He said the lost revenue likely will run into the hundreds of millions of dollars.

The 300-room beachfront Holiday Inn Beach Resort in Melbourne, about 70 miles southeast of Orlando, was fully booked for the holiday weekend until guests -- and employees -- began evacuating Thursday.

General manager Tim Michaud said he expected at least $100,000 in lost revenue.

"That's just rooms," Michaud said. "We're also losing functions for the weekend."

Further north along the coast, almost every business in Cocoa Beach was closed, including Ron Jon's Surf Shop, a tourist attraction that normally stays open 24 hours a day.

The weekend wasn't a total loss for hotels. Most of the 120,000 hotel rooms in metro Orlando, which has the second-largest hotel market in the nation behind Las Vegas, were occupied -- by evacuees. Just over 1,000 rooms were available for Friday.
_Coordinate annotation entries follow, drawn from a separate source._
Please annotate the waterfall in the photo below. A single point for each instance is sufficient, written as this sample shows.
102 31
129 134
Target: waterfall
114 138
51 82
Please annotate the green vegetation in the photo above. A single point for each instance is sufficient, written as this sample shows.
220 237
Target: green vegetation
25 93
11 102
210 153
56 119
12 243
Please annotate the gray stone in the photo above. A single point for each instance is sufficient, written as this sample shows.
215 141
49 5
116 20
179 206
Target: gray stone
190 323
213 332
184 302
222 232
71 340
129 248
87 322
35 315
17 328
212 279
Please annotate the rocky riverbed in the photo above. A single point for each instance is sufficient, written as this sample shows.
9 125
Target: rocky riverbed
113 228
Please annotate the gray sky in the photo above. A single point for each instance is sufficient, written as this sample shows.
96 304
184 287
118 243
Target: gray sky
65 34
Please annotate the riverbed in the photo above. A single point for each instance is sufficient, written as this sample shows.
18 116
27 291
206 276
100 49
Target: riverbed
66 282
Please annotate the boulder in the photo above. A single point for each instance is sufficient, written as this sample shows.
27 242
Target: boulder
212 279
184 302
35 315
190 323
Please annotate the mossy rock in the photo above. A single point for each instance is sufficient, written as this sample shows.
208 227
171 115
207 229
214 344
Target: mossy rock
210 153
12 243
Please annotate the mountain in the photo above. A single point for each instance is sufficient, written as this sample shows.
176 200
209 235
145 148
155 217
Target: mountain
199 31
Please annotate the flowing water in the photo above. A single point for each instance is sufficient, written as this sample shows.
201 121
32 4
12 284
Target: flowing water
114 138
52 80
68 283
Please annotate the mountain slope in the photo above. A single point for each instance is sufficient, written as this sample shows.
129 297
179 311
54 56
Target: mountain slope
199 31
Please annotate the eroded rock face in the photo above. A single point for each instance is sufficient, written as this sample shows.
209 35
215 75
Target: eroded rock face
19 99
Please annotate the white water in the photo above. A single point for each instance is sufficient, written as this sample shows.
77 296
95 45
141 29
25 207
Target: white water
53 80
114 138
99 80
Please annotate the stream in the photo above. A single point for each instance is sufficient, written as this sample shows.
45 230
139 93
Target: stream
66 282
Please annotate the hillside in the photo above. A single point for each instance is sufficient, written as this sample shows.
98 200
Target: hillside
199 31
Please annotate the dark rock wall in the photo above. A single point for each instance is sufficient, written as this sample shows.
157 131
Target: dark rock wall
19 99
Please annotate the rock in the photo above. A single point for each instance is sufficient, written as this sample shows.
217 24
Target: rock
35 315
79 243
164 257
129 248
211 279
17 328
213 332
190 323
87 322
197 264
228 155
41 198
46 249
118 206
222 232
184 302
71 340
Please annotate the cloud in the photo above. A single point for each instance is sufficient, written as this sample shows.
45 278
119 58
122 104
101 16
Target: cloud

Sea World Orlando and Discovery Cove, and Universal Orlando's two theme parks and Citywalk entertainment complex, planned to close Friday afternoon and all day Saturday. Walt Disney World planned to close its four theme parks an hour or two early on Friday. No decision had been made on whether they would be open Saturday.

Disney's crowds were unusually light Thursday. At the Magic Kingdom, people waited only about 10 minutes for rides like Space Mountain that can take up to two hours to get on. The short waits were a boon for visitors like Barb Delaney and her children, of Springfield, Va.

"We're going to look at it as one more adventure," said Delaney, a civilian Department of Defense worker whose 13-year-old daughter and 11-year-old son saved three years worth of pocket change totaling $600 for the trip. "We saved up three years to come here and a hurricane isn't going to stop us."

South Beach's main artery, Ocean Drive, usually a bustling thoroughfare of outdoor cafes and posh pink hotels, was nearly empty Thursday afternoon, with the last few remaining tourists still trying to leave.

Lion Country Safari, west of West Palm Beach, closed Thursday afternoon. Its lions, chimps, rhinos and elephants were going to ride out the storm in their night shelters, built of steel and concrete.

Gov. Jeb Bush on Wednesday warned visitors to stay out of Florida for the next few days, but then asked them to come back after the hurricane had passed -- real soon.

"If you decide to spend Labor Day somewhere else," Bush said, "We ask that you reschedule your vacations."